The farmers’ unions may have deferred the date of ‘tractor march’ from January 6 (Wednesday) to January 7 due to a bad weather forecast, but they remain adamant on their decision to intensify the agitation in the days to come.
On Thursday (January 7), farmers in thousands of tractors will take out the march from Singhu, Tikri, Ghazipur and Rewasan (Haryana-Rajasthan border) all the way to the Kundli-Manesar Palwal (KMP) Expressway.
Addressing a press conference at Kundli, Yogendra Yadav, political activist and a member of the Samyukt Kisan Morcha, said the tractor march would be a “trailer of what lies ahead on January 26”. He said, “The seventh round of talks with the government failed as it refused to repeal the three farm laws. Now, we have decided to intensify and broaden our movement.”
Yadav said the march will begin from expressway on all four sides of Delhi at 11 am. “The tractors would leave from Singhu, Tikri and Ghazipur borders and Rewasan in Haryana, for the Eastern and Western Peripheral Expressways, and meet midway,” he added.
Talking to The Federal, Gurnam Singh Chadauni, Bhartiya Kisan Union (BKU), Haryana, said that nearly 3,000 tractors from all the sites will take part in the march. “About 1,000 tractors from the Tikri border will move towards Singhu border on the western peripheral expressway (WPE) of KMP expressway. Similarly, 1,000 tractors from Singhu border will move towards Tikri border on WPE. At the WPE toll plaza, which comes in the middle, they will meet, have a round of talks and return to their original places.
“In the same manner, farmers from Ghazipur, in 500 tractors, will move towards Palwal on the eastern peripheral expressway (EPE) of KMP expressway. From Rewasan village in Mewat district and Palwal, 250 tractors each will reach the EPE of KMP expressway. They will meet at the toll plaza on the EPE, which comes in the middle, have a round of talks and return to their original places,” Chadauni added.
Farmers and Tractors
Jagjit Singh Dallewal, president of Bhartiya Kisan Union (BKU), Sidhupur told The Federal, “We are not moving the tractors and trolleys which are currently standing on the site but more tractors will come from Haryana and Punjab. We decided to do so because the existing tractors at the site act as make-shift houses for the protesting farmers. It will be very difficult to place them in their positions again.”

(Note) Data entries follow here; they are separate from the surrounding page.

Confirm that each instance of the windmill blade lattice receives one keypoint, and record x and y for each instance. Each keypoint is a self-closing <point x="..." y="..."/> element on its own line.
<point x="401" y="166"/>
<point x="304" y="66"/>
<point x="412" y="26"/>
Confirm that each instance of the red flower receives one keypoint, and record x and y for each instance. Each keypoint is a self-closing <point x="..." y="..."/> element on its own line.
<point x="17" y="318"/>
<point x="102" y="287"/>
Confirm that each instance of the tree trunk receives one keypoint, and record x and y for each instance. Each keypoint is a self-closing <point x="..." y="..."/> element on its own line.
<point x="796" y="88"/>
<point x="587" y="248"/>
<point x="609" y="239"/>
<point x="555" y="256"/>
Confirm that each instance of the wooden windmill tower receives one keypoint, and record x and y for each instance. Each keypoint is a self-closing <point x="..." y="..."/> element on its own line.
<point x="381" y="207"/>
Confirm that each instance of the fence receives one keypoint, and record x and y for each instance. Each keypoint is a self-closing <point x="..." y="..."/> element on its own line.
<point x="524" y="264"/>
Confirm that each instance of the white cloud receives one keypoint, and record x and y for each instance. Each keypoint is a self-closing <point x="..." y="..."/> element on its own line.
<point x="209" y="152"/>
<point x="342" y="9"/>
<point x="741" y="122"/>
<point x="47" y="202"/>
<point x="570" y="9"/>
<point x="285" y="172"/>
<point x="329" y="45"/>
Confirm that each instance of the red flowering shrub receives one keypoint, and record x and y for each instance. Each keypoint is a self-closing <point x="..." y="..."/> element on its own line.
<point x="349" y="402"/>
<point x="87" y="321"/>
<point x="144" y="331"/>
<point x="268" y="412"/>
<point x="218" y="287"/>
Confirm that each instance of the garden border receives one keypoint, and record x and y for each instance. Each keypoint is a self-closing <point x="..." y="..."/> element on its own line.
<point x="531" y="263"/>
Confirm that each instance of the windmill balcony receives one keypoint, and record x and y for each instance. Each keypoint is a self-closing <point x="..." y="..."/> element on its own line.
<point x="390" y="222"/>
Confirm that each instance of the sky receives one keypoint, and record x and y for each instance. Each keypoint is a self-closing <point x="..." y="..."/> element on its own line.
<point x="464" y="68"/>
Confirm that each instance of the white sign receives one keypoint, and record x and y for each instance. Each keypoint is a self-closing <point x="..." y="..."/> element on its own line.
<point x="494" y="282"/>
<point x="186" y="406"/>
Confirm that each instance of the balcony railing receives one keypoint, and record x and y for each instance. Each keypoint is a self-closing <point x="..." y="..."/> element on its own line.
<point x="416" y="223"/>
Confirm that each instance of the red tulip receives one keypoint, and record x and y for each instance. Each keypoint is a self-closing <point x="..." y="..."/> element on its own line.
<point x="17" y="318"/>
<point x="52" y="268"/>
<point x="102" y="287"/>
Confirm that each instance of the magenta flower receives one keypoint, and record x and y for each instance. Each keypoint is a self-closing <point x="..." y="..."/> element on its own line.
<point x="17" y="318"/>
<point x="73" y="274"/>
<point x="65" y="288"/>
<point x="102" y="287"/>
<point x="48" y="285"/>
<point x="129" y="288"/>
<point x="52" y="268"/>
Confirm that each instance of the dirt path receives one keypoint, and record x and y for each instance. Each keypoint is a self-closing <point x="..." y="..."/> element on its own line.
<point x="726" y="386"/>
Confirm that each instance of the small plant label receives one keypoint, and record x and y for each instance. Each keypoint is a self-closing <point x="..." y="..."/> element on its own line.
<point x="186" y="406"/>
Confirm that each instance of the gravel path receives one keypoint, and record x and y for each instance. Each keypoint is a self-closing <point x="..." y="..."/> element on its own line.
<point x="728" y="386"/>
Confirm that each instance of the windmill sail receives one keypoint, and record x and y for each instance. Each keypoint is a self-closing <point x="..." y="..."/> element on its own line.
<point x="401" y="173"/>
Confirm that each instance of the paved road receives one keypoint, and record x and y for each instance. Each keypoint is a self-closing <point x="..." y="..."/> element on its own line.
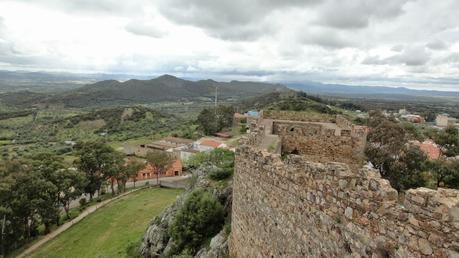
<point x="67" y="225"/>
<point x="152" y="182"/>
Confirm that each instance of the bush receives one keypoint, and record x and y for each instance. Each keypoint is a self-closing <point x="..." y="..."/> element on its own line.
<point x="132" y="250"/>
<point x="200" y="217"/>
<point x="220" y="173"/>
<point x="83" y="202"/>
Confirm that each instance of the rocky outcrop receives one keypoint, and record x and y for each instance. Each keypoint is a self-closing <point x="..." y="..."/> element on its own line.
<point x="218" y="247"/>
<point x="292" y="207"/>
<point x="156" y="241"/>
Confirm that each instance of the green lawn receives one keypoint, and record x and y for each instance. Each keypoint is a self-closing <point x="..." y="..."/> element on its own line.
<point x="109" y="231"/>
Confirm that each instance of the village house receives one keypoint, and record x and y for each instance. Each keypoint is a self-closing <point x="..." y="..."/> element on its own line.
<point x="149" y="172"/>
<point x="428" y="147"/>
<point x="208" y="144"/>
<point x="416" y="119"/>
<point x="168" y="144"/>
<point x="444" y="120"/>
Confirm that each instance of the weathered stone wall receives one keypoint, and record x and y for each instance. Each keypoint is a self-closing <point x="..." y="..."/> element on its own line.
<point x="297" y="116"/>
<point x="296" y="208"/>
<point x="321" y="141"/>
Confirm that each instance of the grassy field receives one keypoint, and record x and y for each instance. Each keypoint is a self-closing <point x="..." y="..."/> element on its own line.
<point x="109" y="231"/>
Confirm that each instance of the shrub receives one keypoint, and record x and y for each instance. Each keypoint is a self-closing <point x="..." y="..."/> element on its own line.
<point x="83" y="202"/>
<point x="220" y="173"/>
<point x="200" y="217"/>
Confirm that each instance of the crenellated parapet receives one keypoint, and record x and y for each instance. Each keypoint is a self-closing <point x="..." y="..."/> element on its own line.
<point x="293" y="206"/>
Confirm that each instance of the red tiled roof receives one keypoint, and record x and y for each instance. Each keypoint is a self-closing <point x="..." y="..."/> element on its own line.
<point x="430" y="149"/>
<point x="211" y="143"/>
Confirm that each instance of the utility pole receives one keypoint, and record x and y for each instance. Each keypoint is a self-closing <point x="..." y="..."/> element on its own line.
<point x="2" y="254"/>
<point x="216" y="96"/>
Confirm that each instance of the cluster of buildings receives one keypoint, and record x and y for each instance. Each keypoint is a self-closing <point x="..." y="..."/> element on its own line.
<point x="181" y="149"/>
<point x="413" y="118"/>
<point x="444" y="120"/>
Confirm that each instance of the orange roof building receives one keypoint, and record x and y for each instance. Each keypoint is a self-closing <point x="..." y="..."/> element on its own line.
<point x="430" y="148"/>
<point x="149" y="172"/>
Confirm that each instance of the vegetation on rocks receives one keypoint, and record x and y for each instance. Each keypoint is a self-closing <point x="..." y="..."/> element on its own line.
<point x="189" y="227"/>
<point x="200" y="217"/>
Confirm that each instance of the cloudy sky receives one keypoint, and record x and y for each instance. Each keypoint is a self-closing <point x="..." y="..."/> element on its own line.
<point x="412" y="43"/>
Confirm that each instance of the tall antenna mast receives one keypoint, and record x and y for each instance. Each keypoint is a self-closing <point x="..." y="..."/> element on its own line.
<point x="216" y="96"/>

“Secondly, the government is under the impression that more farmers have stopped coming to the protest and our numbers are dwindling. So we want to tell the government that our numbers are still rising and this protest is very much alive. Hence, we have called for more tractors. We will take back the protest only after the repeal of three farm laws,” Dallewal added.
A long queue of tractors can also be seen at the state highways of Haryana and Punjab as a preparation for Thursday’s march. Manpreet Singh, a farmer from Sangrur who is going to Tikri border, told The Federal: “I am going to take part in the march tomorrow (Thursday). I will stay there for a week.”
Not only men, but women, too, are ready to take part in the agitation. Malto Devi, who hails from Rohtak in Haryana, said that she will also drive a tractor during the march. “It is not just for tomorrow (Thursday). A bunch of women from Haryana and Punjab are getting trained to take part in the tractor march on January 26 as well,” she added.
Darshan Pal, president of Krantikari Kisan Union, said the tractor speed will be maintained at not more than 30 km per hour. “The protest will be peaceful and disciplined. Besides, the agitation plan includes boycott of Adani and Ambani products, burning copies of the laws on Lohri, observing Mahila Kisan Diwas on January 18 and Azad Hind Kisan Diwas on January 23 on the occasion of the birth anniversary of Netaji Subhash Chandra Bose.”
Devinder Sharma, an agricultural policy analyst, said, “The tractor march has emerged as a new form of expression of farmers’ anger. Not only in New Delhi but far away in the Netherlands, France and Germany and for that matter across various continents, too, tractors have acquired a new role in farmers’ protest.”